How would your colleagues describe you?

I think they would describe me as a hard worker. I’m pretty easy to get along with, very receptive to feedback, and always open to listening to people. When a client comes back to me with a report I’ve written, and asks for something totally different, I’ll take the feedback and I’ll change it. And when I have a task to do, I do it without delay. I have a reputation for always delivering my work well before the deadline, and I do that because I always want to leave a time buffer for others to look over my work and to provide feedback if necessary. I never want to be the bottleneck, so I’m always checking in with my colleagues, making sure things are getting done on time or even before the deadline.

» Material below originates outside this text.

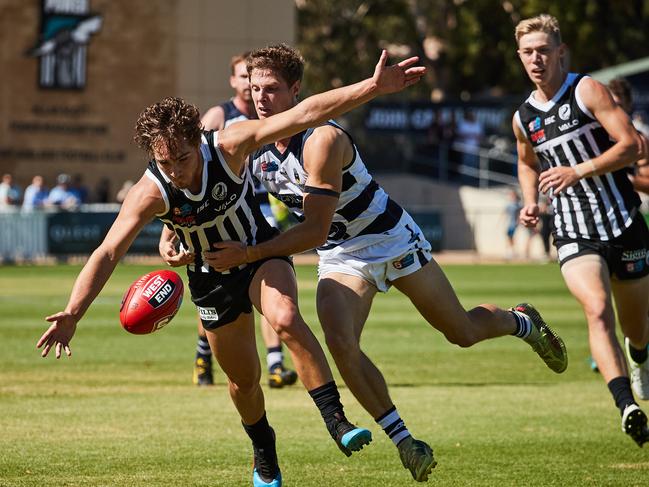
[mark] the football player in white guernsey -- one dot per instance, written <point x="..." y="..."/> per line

How do you maintain a solid work life balance?

I do like to maintain a good work life balance, and I think having a dog is quite a good push in that direction. You have to walk a dog. You’ve got to take the dog outside so he can run around, and maybe take him out for a long hike on the weekends or after work. Taking care of a dog forces you to get exercise, which is great for the body, mind, and soul.

Before COVID, I would usually see a movie on the weekends, or just find some other way to get out of the house. As a data analyst, the last thing you want to do on the weekend is keep staring at a computer. It’s important to just go and do something different.

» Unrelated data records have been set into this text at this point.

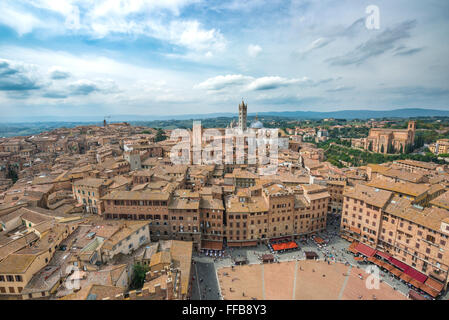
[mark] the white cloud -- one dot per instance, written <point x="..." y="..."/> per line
<point x="22" y="22"/>
<point x="267" y="83"/>
<point x="249" y="83"/>
<point x="191" y="35"/>
<point x="254" y="50"/>
<point x="99" y="19"/>
<point x="222" y="82"/>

What is one piece of technology that helps you the most in your daily routine?

Excel, definitely. In data analysis, Excel is the key tool, and mastering Excel is incredibly important. But sometimes you have to translate your work into PowerPoint, because that’s the number one tool for strategists. So, a good secondary tool is Tableau, because it can do both things—the analyst can load in the data and create the visuals and the pie charts and things, and the strategy team can go in there and look at what we’ve provided. It’s a good combo. So, it’s definitely Excel if you’re all about the numbers, and Tableau if you’ve got analysts and strategists looking at the same reports.

What has been the hardest obstacle you’ve overcome?

There have been many times where I’ve had to change jobs, or I had to move, because we lost a client or the client moved somewhere else. Every job I’ve had except for maybe one, I’ve had to move. The first time, with Initiative, the company lost one of the clients that funded me, so I had to find something else. They try to move you around within the agency, but sometimes it’s quicker and easier to get something externally. So I moved to another agency, and I liked it there, but then the client moved all of their positions to New York. I chose to stay in California, so I had to find a new place to work. One of my biggest accomplishments actually occurred when my agency lost a huge client. I had wanted to transition to client-side work someday, so I took the chance and reached out to that client. A few weeks later, they reached out to me and hired me on, and that was a good career boost for me.

Who has been a role model to you and why?

My role model, in the beginning, was the guy who hired me for my internship at Initiative. He was a lot like me—we were both a bit introverted, but we liked data, and he was able to explain a lot of the marketing side of things to me. He was a good mentor to me for a couple of years until he left the company to move to Texas. But in that time, he really helped me grow into the job and integrate with the work environment.

What does success look like to you?

When I was starting out, success to me originally involved climbing the ladder quickly and at a young age. And I made that happen, I guess. I started at 21 with that internship, then became an Analyst, then Senior Analyst at 24. I wanted to rise all the way to Director, and I suppose I still do. But my idea of success has shifted a bit over the years. Now, when I think of success, I don’t just see the position I’m in, but rather the community I’ve built up around me; colleagues, friends, and family. People who will look out for me, who will have my back, just as I have theirs. Maintaining those valuable relationships is now a big part of my new definition of being successful.